90 Views Asked by At

UPDATE: The original question below remains a good quesiton asking about general design principles for GPU programming in Numba and it is not quite the same as predicting register usage. I have also since discovered there's no need to predict register usage since there is an undocumented command in Numba that tells you the register usage exactly. THis can allow one by trial an error to reduce register use, but converting that to general intuition and strategies for register use what this question is asking. The links added before this question claiming answers contian incorrect information that don't answer this question. Those links and the comments on this quesiton simply claim, completely incorrectly, that register use can't be determined from numba. This is absolutely incorrect, there is a not-yet-documented private method numba supplies to do exactly that. This question isn't asking that. It's asking how one strategically designs up front to minimize register use.

If a kernel uses more than 64 registers then on many cuda devices one can't use the maximum number of available threads. I find that my code also seems to use way more registers than I would guess from scanning it visually for the number of intermediate results. Even loops add lots to the register count.

So how can one see what lines of code are the culprits in using registers?

I'd settle for some rules of thumb or even better if there was a way to look at the numba IR available in the kernel.inspect_types() output.

IS there some equivalence between the $ sigil variables in the Numba IR code and registers?

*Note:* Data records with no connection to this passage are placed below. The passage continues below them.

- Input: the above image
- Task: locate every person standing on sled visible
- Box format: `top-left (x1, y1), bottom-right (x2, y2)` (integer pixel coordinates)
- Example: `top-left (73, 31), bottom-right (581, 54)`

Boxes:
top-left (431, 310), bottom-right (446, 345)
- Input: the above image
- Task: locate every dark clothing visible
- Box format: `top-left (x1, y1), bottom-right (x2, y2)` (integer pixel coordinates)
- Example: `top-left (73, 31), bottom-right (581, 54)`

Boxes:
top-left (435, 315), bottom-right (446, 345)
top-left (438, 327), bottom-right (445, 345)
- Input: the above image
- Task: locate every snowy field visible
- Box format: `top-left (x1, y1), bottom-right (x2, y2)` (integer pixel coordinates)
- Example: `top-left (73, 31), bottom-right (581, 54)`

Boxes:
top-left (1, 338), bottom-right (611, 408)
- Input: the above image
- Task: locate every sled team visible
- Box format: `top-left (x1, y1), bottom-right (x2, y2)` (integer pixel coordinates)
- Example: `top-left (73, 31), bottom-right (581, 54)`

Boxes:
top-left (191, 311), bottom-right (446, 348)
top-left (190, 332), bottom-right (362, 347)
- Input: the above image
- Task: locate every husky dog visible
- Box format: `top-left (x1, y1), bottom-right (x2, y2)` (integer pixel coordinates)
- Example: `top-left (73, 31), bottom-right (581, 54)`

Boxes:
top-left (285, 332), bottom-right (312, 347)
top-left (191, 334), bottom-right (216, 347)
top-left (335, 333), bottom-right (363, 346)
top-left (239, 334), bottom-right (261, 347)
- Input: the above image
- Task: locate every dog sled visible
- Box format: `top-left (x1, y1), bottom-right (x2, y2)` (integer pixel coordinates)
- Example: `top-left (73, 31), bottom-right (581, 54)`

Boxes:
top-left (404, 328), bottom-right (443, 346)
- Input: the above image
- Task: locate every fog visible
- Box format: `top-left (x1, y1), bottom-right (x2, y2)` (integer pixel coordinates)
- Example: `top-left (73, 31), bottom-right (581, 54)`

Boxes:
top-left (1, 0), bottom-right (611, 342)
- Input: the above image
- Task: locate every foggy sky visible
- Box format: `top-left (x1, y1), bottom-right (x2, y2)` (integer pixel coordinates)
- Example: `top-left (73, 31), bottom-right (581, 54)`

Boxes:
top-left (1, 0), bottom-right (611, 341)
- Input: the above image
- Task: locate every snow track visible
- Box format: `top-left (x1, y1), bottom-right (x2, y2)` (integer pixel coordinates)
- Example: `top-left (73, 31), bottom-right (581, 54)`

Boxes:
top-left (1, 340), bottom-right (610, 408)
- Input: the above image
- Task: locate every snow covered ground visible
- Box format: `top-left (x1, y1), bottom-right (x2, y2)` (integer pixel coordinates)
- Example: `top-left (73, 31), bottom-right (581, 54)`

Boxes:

I realize I can get get the total register count for a kernel by looking at the ._func.info and _.fun.get().attr and that's helpful. But it doesn't tell you what aspect in your code is causing the number of registers to balloon.

So I want a way to either be able to guess better or actually see it in the Numba IR.

Any insights?

FOr concreteness, here is a trivial example of this someone posted: https://gist.github.com/sklam/0e750e0dea7571c68e94d99006ae8533

When I say rules of thumb I am thinking that maybe they might look like this

  1. Add one for every fetch from global memory not going into shared memory

  2. add one for every binary operator like + or *

  3. Add one for every input variable name (e.g. a pointer to global)

  4. add one for every local variable.

But In practice I see more register's used than that would account for. And I also see the register count go up quite a lot when I include a loop or an if-statement. Thus I know I'm not doing it right.

Bottom line How can I skillfully reduce register counts? I realize that optimizing compilers might be doing tricks to re-order code or choose when to make a variable a register or main memory, but still I think there ought to be rule one can follow to try to reduce register usage

0

There are 0 best solutions below